Re: A polite Napster rant...

From: hal@finney.org
Date: Mon Mar 12 2001 - 16:59:54 MST


I've been following the P2P activity pretty closely. It will be very
interesting to see which side wins this ongoing war.

Two sites which I find useful to keep up to date with what is happening
are http://www.peertal.com/ and http://www.openp2p.com/p2p/news.csp.
Both specialize in P2P news.

Alex Future Bokov writes to http://ga.to/children/:
> 1. Give one scheme of keeping current intellectual property laws
> enforceable without implementing legal and technical measures that can
> (and therefore eventually will) be abused as censorship and
> anti-privacy measures.

This is a good point, and it is one of the issues raised in the battle
over the DeCSS software (which decrypts DVD movies). The DMCA allows
copyright holders to design protection systems and criminalizes efforts to
break them. This is justified on the grounds that it simply implements
the existing rules about copyright. However copyright has limitations,
such as expiring after 100 years or so. The DMCA has no corresponding
rule to force holders to give up their rights. It also allows people
to protect even uncopyrighted material. It actually expands the rights
of publishers a great deal. Hopefully the courts will be receptive to
this argument and weaken the DMCA.

> 2....
> My question is simply
> this: is an industry that would otherwise collapse entitled to use the
> government as a crutch indefinitely? Is overall wealth and progress
> maximized by such practices?
>
> 3. Supposing the public is willing to accept an abridgement of privacy
> and free speech, given the increasing availability and sophistication
> of cryptographic software, will such an abridgement even be
> technically possible?

A good reference for this is the Kelsey and
Schneier article on the "Street Performer Protocol,"
http://www.firstmonday.org/issues/issue4_6/kelsey/index.html. These
expert cryptographers describe technical, legal and practical problems
with the various cryptographic schemes which have been proposed.

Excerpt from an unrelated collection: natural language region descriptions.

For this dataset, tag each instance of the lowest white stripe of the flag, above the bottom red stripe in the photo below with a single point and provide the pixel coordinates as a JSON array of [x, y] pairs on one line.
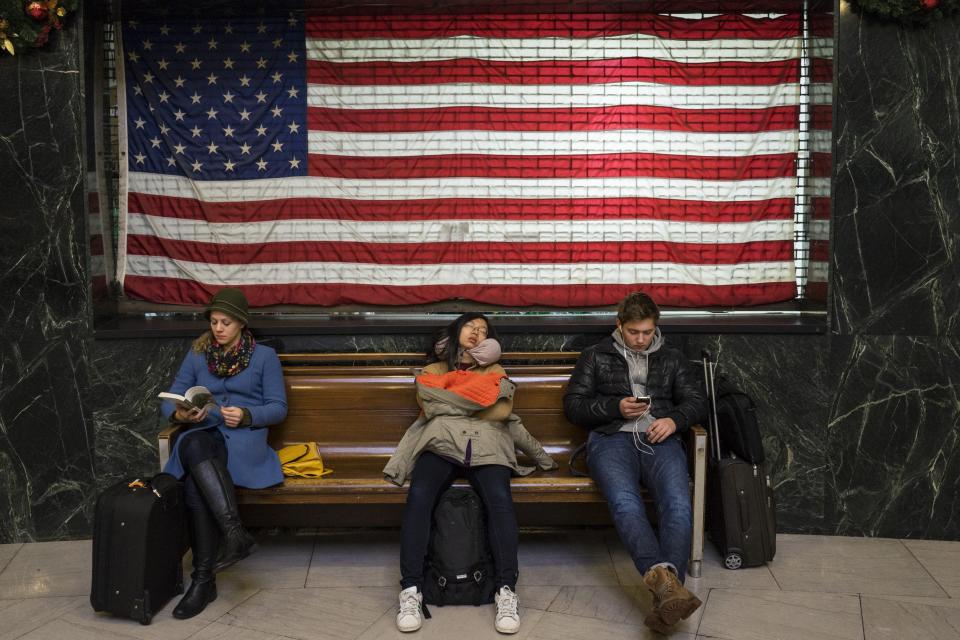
[[456, 274]]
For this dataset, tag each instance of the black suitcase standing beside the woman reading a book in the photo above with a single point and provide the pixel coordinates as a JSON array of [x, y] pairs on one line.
[[138, 547]]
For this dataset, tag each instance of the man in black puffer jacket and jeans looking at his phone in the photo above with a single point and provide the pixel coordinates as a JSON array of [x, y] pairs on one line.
[[637, 396]]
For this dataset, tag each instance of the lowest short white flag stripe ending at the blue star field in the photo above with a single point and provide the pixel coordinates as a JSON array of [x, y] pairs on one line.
[[542, 143]]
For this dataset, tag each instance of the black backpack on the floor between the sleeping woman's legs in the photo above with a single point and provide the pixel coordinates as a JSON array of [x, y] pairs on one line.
[[459, 566]]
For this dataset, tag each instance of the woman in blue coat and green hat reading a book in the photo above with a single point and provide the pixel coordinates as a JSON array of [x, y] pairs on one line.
[[226, 442]]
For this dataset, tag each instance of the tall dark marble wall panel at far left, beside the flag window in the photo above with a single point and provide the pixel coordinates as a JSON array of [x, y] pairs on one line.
[[46, 464]]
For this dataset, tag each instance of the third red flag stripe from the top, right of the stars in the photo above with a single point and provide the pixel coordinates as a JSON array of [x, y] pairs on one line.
[[553, 119]]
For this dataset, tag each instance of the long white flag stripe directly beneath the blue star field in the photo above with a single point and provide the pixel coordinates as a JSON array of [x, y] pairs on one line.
[[431, 188]]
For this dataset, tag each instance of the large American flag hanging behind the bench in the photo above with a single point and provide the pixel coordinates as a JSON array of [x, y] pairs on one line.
[[529, 159]]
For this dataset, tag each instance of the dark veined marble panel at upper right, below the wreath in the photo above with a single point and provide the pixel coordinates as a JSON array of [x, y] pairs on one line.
[[896, 227]]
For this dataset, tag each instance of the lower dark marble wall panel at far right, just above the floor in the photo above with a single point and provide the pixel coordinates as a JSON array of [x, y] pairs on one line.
[[893, 447]]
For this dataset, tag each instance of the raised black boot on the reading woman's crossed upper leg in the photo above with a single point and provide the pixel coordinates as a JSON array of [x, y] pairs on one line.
[[215, 484]]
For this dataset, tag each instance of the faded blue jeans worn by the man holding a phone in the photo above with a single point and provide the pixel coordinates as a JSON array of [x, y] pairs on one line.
[[619, 469]]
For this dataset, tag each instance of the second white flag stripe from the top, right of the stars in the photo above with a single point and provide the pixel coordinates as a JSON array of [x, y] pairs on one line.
[[516, 96]]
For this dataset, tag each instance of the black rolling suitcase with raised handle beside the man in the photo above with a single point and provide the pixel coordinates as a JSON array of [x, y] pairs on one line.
[[741, 511]]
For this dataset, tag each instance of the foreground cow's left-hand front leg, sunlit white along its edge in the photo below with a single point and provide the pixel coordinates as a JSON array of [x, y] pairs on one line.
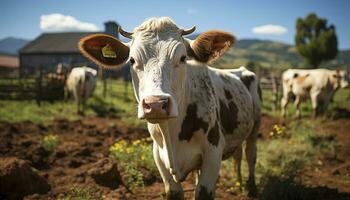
[[173, 190]]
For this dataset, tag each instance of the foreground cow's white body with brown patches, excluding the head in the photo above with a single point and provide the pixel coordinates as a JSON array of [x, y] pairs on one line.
[[217, 116]]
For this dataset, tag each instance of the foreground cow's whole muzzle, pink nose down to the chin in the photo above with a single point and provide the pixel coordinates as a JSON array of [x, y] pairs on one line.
[[156, 109]]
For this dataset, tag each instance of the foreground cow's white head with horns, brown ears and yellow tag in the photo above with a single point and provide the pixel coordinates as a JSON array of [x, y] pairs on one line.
[[158, 55]]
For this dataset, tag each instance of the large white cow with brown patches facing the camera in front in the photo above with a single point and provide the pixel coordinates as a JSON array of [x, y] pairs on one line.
[[196, 115]]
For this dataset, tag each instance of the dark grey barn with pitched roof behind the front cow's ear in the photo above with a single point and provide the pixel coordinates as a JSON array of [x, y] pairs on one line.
[[49, 49]]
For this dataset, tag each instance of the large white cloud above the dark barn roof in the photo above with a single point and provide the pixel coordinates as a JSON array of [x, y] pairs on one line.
[[59, 22]]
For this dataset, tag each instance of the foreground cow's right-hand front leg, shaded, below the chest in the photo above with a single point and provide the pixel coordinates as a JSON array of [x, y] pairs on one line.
[[208, 175]]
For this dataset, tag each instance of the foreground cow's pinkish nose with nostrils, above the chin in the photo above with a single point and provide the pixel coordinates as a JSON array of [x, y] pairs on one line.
[[155, 105]]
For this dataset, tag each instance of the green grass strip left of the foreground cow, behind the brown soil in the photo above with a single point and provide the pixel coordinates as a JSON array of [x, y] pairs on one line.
[[114, 104]]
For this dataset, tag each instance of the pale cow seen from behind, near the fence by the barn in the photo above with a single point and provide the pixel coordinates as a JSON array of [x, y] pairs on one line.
[[81, 83]]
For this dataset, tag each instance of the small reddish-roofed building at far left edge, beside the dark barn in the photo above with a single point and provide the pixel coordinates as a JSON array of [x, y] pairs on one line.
[[9, 65]]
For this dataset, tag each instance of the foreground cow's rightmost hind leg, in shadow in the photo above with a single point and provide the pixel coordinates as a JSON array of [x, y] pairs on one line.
[[250, 152]]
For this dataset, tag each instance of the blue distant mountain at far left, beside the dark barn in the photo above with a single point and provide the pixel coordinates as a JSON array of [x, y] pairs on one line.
[[11, 45]]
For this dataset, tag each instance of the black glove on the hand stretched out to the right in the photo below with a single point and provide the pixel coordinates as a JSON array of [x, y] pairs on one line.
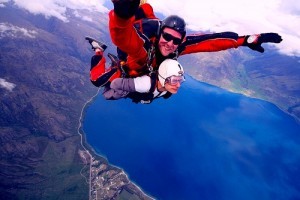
[[254, 41]]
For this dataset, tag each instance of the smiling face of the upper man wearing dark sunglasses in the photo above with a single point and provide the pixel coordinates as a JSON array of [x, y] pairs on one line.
[[166, 47]]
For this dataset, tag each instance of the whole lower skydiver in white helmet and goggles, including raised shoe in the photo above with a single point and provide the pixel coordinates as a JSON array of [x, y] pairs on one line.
[[143, 89]]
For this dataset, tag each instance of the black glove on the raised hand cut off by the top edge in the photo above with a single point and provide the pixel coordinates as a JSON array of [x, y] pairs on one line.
[[126, 8]]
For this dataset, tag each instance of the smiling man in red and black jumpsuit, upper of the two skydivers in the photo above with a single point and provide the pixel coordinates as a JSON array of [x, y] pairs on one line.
[[146, 43]]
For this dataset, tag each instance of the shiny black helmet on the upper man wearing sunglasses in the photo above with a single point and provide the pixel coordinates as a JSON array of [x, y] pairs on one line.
[[174, 22]]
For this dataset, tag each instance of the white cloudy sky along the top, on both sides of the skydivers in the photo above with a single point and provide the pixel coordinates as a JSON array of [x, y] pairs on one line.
[[241, 16]]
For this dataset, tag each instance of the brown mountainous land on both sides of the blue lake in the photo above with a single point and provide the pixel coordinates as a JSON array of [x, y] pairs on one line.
[[44, 74]]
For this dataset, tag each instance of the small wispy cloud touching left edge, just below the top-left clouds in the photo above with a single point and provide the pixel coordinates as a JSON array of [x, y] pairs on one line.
[[9, 30]]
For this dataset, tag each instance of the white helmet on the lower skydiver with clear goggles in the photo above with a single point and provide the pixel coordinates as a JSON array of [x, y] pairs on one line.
[[168, 68]]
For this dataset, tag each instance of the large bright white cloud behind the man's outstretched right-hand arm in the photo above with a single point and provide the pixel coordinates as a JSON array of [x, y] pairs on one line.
[[243, 17]]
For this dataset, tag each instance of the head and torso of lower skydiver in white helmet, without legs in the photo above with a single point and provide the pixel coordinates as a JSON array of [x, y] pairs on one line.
[[144, 89]]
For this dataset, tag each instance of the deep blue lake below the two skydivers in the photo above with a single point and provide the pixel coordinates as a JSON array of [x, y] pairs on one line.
[[203, 143]]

> PS: I notice in your essay on why Napster can't relocate to Sealand,
> you overlooked another option. The protocols used by Napster are known
> and there is no reason why an anonymous party can't simply release a
> reverse-engineered, open source version of Napster, allowing hundreds
> of independent, non-profit, and possibly anonymously owned servers to
> spring up all over the world overnight?

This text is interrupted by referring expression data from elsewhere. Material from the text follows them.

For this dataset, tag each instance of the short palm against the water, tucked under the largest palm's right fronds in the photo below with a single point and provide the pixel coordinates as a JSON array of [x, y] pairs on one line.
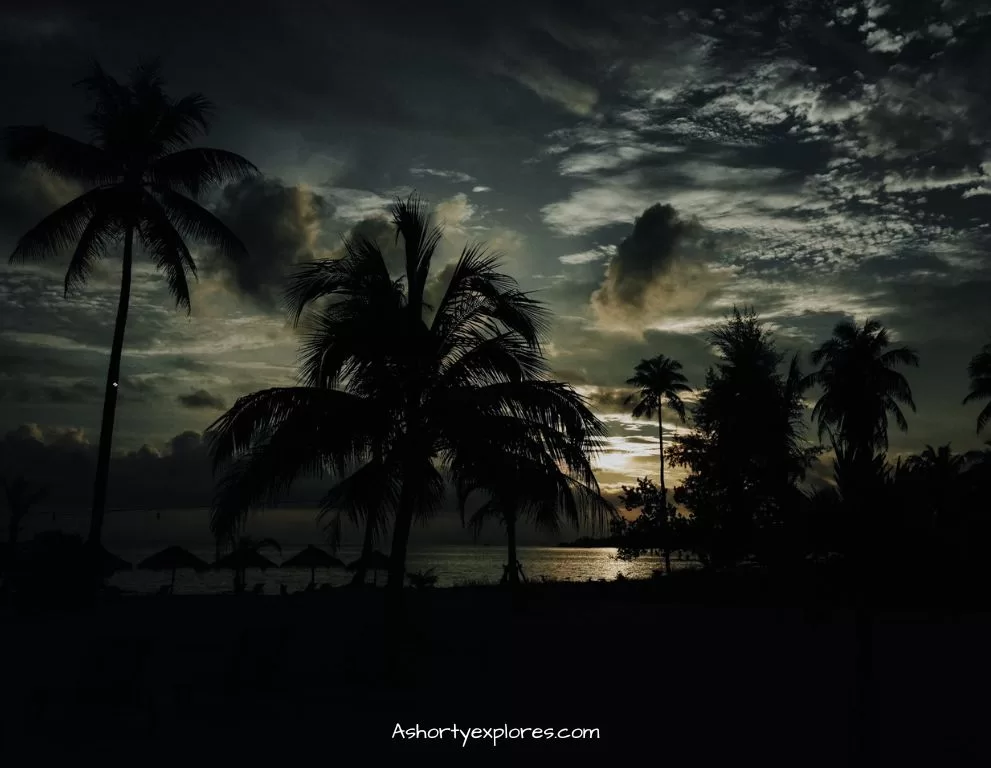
[[543, 478]]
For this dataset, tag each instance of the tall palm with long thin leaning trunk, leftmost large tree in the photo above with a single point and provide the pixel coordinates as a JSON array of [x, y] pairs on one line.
[[142, 180]]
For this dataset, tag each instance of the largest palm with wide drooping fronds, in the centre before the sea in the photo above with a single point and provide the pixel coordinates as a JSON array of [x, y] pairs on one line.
[[383, 371]]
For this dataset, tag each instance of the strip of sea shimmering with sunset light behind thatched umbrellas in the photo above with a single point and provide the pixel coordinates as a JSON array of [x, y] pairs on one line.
[[452, 565]]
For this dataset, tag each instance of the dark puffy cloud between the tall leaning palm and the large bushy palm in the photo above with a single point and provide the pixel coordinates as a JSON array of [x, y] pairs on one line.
[[280, 225]]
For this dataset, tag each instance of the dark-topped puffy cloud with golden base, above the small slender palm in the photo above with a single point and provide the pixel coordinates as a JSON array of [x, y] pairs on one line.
[[659, 269]]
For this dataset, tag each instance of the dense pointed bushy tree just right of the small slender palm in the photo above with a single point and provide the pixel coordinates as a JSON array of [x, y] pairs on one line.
[[746, 452]]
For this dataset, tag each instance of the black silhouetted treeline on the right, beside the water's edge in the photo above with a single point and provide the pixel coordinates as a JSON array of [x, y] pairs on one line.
[[744, 499]]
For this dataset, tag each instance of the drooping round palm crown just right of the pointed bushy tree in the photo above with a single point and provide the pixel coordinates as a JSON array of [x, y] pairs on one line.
[[860, 386]]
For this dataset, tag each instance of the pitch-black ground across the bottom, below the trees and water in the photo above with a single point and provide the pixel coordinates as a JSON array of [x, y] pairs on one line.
[[254, 680]]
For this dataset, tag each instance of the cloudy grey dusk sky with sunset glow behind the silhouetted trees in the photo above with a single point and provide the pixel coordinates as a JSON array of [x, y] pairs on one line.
[[817, 160]]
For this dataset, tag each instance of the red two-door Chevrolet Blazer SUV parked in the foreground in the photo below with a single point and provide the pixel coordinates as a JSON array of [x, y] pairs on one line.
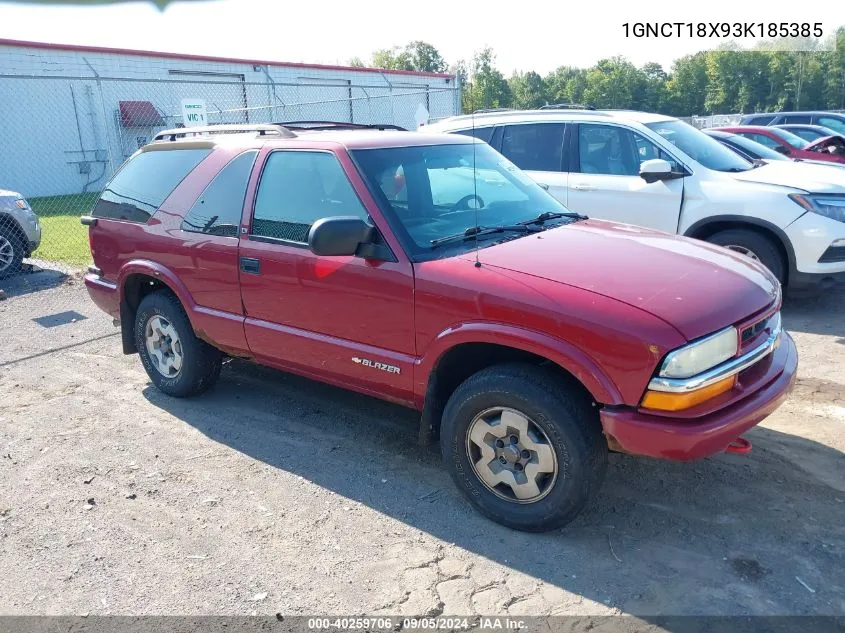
[[427, 270]]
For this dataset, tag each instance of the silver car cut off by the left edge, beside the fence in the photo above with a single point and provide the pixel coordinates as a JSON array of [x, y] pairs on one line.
[[20, 232]]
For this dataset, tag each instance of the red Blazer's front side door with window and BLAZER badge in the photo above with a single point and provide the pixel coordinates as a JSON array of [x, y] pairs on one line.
[[346, 320]]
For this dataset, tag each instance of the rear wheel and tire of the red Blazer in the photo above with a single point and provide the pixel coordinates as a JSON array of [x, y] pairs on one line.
[[198, 362]]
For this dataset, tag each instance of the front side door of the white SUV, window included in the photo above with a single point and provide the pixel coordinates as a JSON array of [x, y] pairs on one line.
[[605, 179]]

Yes, this has been happening with the "OpenNap" protocol, opennap.sourceforge.net.
See www.napigator.com for information on OpenNap servers around the world,
and software that can make your Napster client access these other servers.

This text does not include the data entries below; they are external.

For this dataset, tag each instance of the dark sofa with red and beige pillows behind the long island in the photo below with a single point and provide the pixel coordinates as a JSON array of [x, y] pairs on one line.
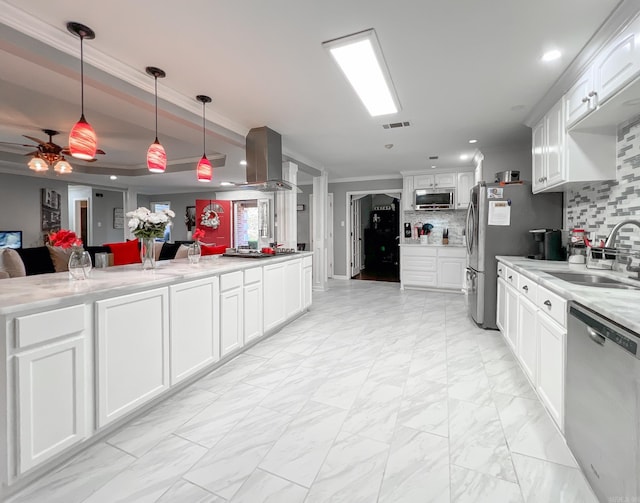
[[49, 259]]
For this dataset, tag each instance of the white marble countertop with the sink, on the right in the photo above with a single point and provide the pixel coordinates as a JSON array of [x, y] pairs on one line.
[[619, 305]]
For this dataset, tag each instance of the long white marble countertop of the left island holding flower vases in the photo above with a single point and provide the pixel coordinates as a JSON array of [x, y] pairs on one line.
[[49, 290]]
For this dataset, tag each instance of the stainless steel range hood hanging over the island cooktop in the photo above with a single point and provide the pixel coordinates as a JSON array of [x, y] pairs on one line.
[[264, 161]]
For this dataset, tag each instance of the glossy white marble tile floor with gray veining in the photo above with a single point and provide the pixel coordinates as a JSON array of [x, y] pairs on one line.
[[375, 395]]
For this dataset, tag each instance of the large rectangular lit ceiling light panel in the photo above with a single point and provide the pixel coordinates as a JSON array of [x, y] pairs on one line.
[[360, 58]]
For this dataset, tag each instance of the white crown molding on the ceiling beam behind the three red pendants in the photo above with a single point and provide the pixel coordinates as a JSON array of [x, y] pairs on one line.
[[61, 40]]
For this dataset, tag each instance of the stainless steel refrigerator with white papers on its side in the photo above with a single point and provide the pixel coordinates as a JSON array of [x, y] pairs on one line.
[[498, 222]]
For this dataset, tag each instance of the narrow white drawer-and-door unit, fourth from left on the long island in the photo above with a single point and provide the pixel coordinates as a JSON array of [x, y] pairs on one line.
[[231, 312]]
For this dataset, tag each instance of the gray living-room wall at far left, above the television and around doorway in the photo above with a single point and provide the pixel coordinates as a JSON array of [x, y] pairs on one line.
[[20, 205]]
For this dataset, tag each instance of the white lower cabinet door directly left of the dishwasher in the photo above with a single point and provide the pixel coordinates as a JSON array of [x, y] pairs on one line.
[[550, 371]]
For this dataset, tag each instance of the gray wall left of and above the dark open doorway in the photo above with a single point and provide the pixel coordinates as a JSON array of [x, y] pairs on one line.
[[340, 214]]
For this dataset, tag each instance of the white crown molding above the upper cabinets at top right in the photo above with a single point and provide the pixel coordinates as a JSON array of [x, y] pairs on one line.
[[625, 12]]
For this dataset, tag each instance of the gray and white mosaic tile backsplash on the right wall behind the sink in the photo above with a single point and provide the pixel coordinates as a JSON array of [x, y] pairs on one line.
[[598, 207]]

However, there are reports that the recording industry has begun to put
legal pressure on operators of OpenNap servers. It remains to be seen
whether this is a viable solution.

> Furthermore, if I was running
> the company, the temptation would be strong to release all my source
> code as a parting shot to those who drove me out of business. Finally,
> what is to prevent something completely decentralized like Gnutella,
> (gnutella.wego.com) from driving the final nails into the intellectual
> property coffin?

I think in general your questions are devoted more to the pragmatic
issues of enforcing copyright, whereas the author you are replying to
was arguing the moral question.

I agree that there are reasonable justifications for copyright,
but nevertheless I also agree with the points Alex makes here that
to actually implement copyright in today's world appears to require
invasive technology. I strongly believe in privacy, and if this comes
into conflict with copyright, I would rather retain privacy than submit
to the kinds of surveillance and control that appear to be necessary to
enforce intellectual property rules.

VR pioneer Jared Lanier proposed an "if this goes on" scenario last month
(http://www.discover.com/feb_01/gthere.html?article=featnapster.html)
in which even possession of ordinary stereo speakers would be illegal.
Sound reproduction devices would have to have digital rights management
(DRM) technology in them which would confirm that you had purchased the
rights to any music you were trying to listen to. He shows what extreme
measures would be necessary to allow content publishers to enforce the
restrictions they desire. It's an absurdist, Kafkaesque nightmare.